Great Lakes Remote Sensing—Wetlands

Submitted by atripp on

In the Great Lakes Basin, wetlands are considered to be the most vulnerable landscape feature subject to human actions and climate change.  The wetlands are part of the water infrastructure and provide flood storage, storm surge protection, carbon storage, clean water, and unique fish and wildlife habitats.  The public and wetland managers are asking for more frequent updates of wetland and adjacent habitat change.  Monitoring wetlands seasonally is crucial to supporting protection and conservation. 

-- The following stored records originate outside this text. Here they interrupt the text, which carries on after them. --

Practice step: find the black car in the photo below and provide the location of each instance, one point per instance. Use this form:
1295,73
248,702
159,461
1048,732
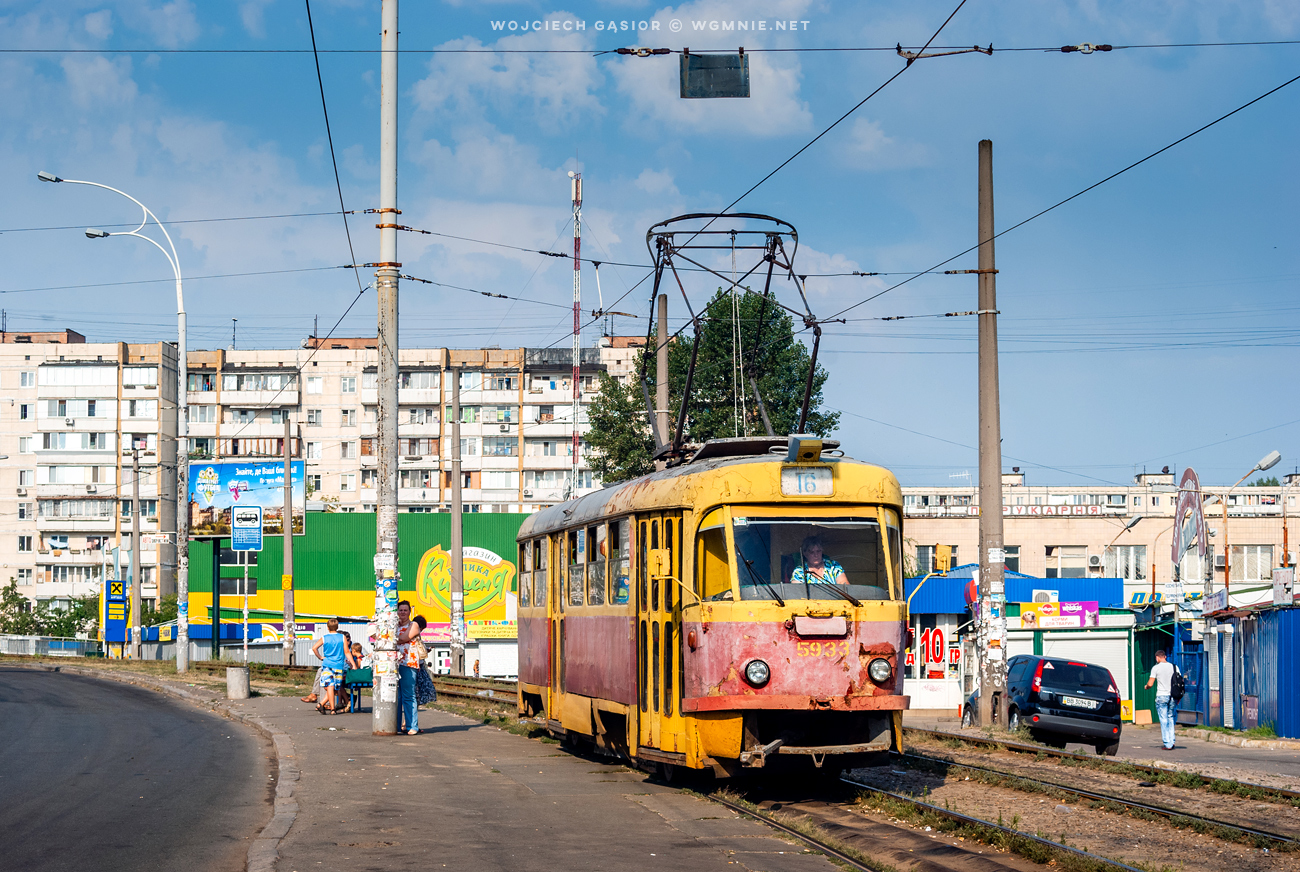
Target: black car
1058,701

Satellite and aerial views are an essential, cost-effective scientific management tool to track and observe wetlands and associated habitat changes over time.  The ability to repeatedly map these wetlands and changes more frequently using submeter optical remote sensing systems in conjunction with radar remote sensing systems makes this project unique.

FWS scientists are leading a binational collaborative effort to map wetlands across the Great Lakes Basin and classify their associated habitats. The collaboration includes funding, processing and imagery support from the Great Lakes Restoration Initiative, the National Science Foundation, and the National Geospatial-intelligence Agency (respectively) to support remote sensing scientists at the University of Minnesota, Minnesota Department of Natural Resources, Michigan Tech University, SharedGeo, and the National Oceanic and Atmospheric Administration.  Natural Resources Canada with Environment and Climate Change Canada are contributing their radar expertise to map wetland water extent and inundation over time using radar imagery that has been collected for the last two years over a dozen test pilot areas across the Great Lakes Basin.  Multi-temporal vegetation elevation and ecosystem models have been completed at 2-meter resolution for the entire basin using existing DigitalGlobe satellite imagery to help aid in wetland and associated habitat classifications.  Final products are expected to be delivered online to stakeholders and managers during fiscal year (FY) 2019. Access will be initially through the University of Minnesota servers and ultimately through the Federal government GeoPlatform website.

Habitat and wetland classifications for the St. Clair River Delta using MAXAR satellite imagery (DigitalGlobe and RADARSAT-2).  Original imagery provided via National Geospatial-intelligence Agency NextView and NorthernView programs.